O empreendimento é de propriedade do empresário Luiz Vaccaro, hoje uma referência para o Pará no investimento em tecnologias, plantio, colheita e na exportação do açaí.

Integraram a comitiva o empresário Nazareno Alves, proprietário da marca de quatro restaurantes de Belém, a Point do Açaí, e consorciado da marca Açaí Paraense, de Abaetetuba; seu pai Manoel Aires, produtor em uma área de  50 hectares no município de Igarapé-Açú; João Paulo Nascimento, que tem 50 hectares em Capanema e Romeu Furlan, responsável por 36 hectares em Santa Isabel do Pará. Juntos todos os produtores respondem por cerca de 3.600 hectares de plantio. 

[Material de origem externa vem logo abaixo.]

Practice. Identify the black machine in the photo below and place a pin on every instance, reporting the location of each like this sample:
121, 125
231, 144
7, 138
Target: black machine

A busca de novas experiências e os esforços para criar uma representação jurídica para o açaí irrigado é motivada principalmente, pelo déficit de 50 mil hectares de plantio e colheita de açaí hoje na entressafra, quando falta o açaí até na mesa do paraense. O açaí irrigado, segundo os produtores nessa modalidade, é a alternativa para resolver esse déficit.

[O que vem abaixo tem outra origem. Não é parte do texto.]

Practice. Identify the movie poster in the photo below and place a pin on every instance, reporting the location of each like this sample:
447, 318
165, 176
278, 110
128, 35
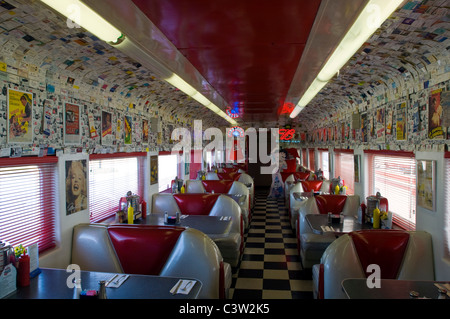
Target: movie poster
107, 135
435, 113
72, 132
20, 110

Palmeira tem mil e uma utilidades no mercado

Além do suco, polpa, óleo  e caroços do açaí, usados na alimentação e produção de fitoterápicos, ração animal e adubo orgânico, o palmito, derivado da palmeira do açaizeiro, é muito consumido em Belo Horizonte (MG), São Paulo (SP) e Vitória (ES). 

Em 2015, o Pará exportou mais de 6 mil toneladas do mix de açaí (mistura da fruta com banana e guaraná) para os Estados Unidos e Japão, o equivalente a US$ 22,6 milhões. Hoje cerca de 90% das exportações de açaí são para os Estados Unidos e Japão e 10% estão indo para a Alemanha, Bélgica, Reino Unido, Angola, Austrália, Canadá, Chile, China, Cingapura, Emirados Árabes, França, Israel, Nova Zelândia, Peru, Porto Rico, Portugal e Taiwan, segundo indicadores da Sedap (Secretaria de Desenvolvimento Agropecuário e da Pesca do Pará), que por meio de um recente convênio com a Empresa Brasileira de Desenvolvimento e Pesquisa Agropecuária (Embrapa), vai investir, nos próximos quatro anos mais R$ 600 mil em pesquisa.

Será por meio do programa Pró-Açaí, como afirmou em recente simpósio sobre a cadeia do açaí irrigado, em Castanhal, Job Palheta Junior, técnico da Sedap. É com esse tipo de investimento que os produtores esperam fortalecer a cadeia produtiva do açaí irrigado de terra firme e assegurar uma nova “belle époque”, a do “ciclo do “açaí”.